Second Amendment Champion Harmeet Dhillon Leads DOJ in Lawsuit Against California

Harmeet Dhillon, Assistant Attorney General for the Civil Rights Division of the U.S. Department of Justice.
Harmeet Dhillon, Assistant Attorney General for the Civil Rights Division of the U.S. Department of Justice.

While some parts of the Justice Department are actively defending anti-Second Amendment measures, Harmeet Dhillon, Assistant Attorney General for the Civil Rights Division of the U.S. Department of Justice, filed the first Department of Justice affirmative lawsuit in support of gun owners in a case brought against Los Angeles County, California.

On September 30, the Civil Rights Division under Ms. Dhillon filed a complaint called United States of America v. Los Angeles County Sheriff’s Department, in the United States District Court for the Central District of California, challenging its pattern of infringements against citizens seeking concealed carry weapons permits.

(We wrote yesterday how Ms. Dhillon is emerging as the tip of the spear in a bifurcated Justice Department when it comes to actively protecting the Second Amendment based upon President Trump’s February executive order.)

In her announcement of the lawsuit on X, Ms. Dhillon wrote, “The Second Amendment is not a second-class right.

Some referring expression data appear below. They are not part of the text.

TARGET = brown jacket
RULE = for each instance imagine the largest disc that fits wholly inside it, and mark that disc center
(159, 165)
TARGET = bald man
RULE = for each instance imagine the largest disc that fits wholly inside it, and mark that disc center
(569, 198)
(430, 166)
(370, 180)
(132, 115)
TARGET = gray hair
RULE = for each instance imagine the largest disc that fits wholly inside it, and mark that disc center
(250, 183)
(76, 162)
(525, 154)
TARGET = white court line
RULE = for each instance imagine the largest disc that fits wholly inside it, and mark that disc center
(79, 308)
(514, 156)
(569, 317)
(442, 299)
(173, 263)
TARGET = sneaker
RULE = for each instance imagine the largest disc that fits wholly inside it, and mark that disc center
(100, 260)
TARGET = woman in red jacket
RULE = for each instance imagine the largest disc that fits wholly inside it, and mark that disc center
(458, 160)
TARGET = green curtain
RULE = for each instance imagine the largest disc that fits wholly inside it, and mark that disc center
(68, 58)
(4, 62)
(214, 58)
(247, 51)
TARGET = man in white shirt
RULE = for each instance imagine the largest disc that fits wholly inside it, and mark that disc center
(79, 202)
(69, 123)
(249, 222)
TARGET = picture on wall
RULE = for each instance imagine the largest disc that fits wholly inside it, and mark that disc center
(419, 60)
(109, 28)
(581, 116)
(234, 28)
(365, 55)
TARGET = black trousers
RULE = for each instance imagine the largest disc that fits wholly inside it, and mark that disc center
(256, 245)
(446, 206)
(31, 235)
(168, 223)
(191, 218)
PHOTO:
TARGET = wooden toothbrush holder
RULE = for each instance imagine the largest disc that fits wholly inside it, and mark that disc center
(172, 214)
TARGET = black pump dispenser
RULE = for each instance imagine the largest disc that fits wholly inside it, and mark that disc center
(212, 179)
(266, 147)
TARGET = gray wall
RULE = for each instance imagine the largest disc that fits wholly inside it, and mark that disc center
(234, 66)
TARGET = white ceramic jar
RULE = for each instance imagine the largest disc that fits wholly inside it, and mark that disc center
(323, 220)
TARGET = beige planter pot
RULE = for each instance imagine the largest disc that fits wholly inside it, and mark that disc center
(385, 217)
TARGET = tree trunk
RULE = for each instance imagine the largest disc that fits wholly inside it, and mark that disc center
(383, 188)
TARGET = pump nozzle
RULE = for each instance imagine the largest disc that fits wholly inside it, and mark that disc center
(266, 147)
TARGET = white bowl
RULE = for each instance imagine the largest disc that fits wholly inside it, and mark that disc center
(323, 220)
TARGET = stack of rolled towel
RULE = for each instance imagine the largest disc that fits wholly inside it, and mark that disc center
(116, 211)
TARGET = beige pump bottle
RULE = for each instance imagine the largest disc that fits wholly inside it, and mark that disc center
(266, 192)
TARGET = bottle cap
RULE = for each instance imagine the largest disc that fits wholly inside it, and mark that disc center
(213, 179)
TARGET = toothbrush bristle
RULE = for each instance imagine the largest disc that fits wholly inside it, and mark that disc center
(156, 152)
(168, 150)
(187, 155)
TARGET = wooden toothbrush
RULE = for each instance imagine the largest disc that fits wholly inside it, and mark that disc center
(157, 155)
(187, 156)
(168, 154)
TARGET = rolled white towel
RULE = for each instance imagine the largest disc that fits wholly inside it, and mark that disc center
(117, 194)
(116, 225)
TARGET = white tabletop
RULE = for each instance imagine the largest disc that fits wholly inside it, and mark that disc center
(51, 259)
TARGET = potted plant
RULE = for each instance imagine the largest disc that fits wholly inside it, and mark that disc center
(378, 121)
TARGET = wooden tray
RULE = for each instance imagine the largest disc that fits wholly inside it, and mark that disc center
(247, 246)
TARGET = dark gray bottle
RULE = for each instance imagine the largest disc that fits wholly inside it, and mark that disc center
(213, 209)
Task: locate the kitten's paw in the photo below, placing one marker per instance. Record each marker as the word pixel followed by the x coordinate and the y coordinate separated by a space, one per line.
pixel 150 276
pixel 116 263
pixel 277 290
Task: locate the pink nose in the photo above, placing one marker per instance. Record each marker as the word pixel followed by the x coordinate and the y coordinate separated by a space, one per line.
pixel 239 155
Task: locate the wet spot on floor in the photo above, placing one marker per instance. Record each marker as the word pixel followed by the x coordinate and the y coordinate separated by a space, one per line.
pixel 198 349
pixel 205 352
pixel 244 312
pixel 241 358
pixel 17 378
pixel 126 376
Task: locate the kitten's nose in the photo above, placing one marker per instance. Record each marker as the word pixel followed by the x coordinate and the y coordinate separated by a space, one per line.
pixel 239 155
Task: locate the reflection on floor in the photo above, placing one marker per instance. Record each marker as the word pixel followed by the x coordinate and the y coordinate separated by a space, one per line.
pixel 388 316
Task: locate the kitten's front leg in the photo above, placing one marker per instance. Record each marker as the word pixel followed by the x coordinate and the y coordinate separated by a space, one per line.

This lawsuit seeks to stop Los Angeles County’s egregious pattern and practice of denying law-abiding citizens from exercising their right to bear arms.”

Gun rights groups also recently sued Santa Clara County for its exorbitant fees, as we reported last week.

A statement on the DOJ website noted that the civil rights division began an investigation in March, analyzing data and documents from over 8,000 CCW permit applications, and found “a deliberate pattern of unconscionable delay that renders this constitutional right meaningless in practice.”

The nine-page complaint states, “The scope of this constitutional violation is staggering,” adding, “The human cost is profound.”

Among the numerous findings the complaint catalogs include the following:

  • Defendants received 3,982 applications for new concealed carry licenses. Of these, they approved exactly two — a mere 0.05% approval rate…
  • Defendants force applicants to wait an average of 281 days — over nine months — just to begin processing their applications, with some waiting as long as 1,030 days (nearly three years).
  • As of May 2025, approximately 2,768 applications for new licenses remain pending, with interviews scheduled as late as November 2026…

For perhaps the first time ever, the Department of Justice is acknowledging what gun owners have long known, affirming in the complaint, “This case concerns more than administrative delays — it addresses a coordinated effort by Defendants to nullify through bureaucratic obstruction what they cannot deny through law. When constitutional rights are deliberately delayed beyond any reasonable timeframe, they are effectively denied.”

In response to the news of the DOJ’s lawsuit, Second Amendment Foundation (SAF) wrote to the following on X:

We are thrilled to see the federal government throw its weight behind an issue that SAF and its partners in this litigation (CRPA, GOA, and GOC) identified about two years ago in launching the CRPA v. LASD litigation.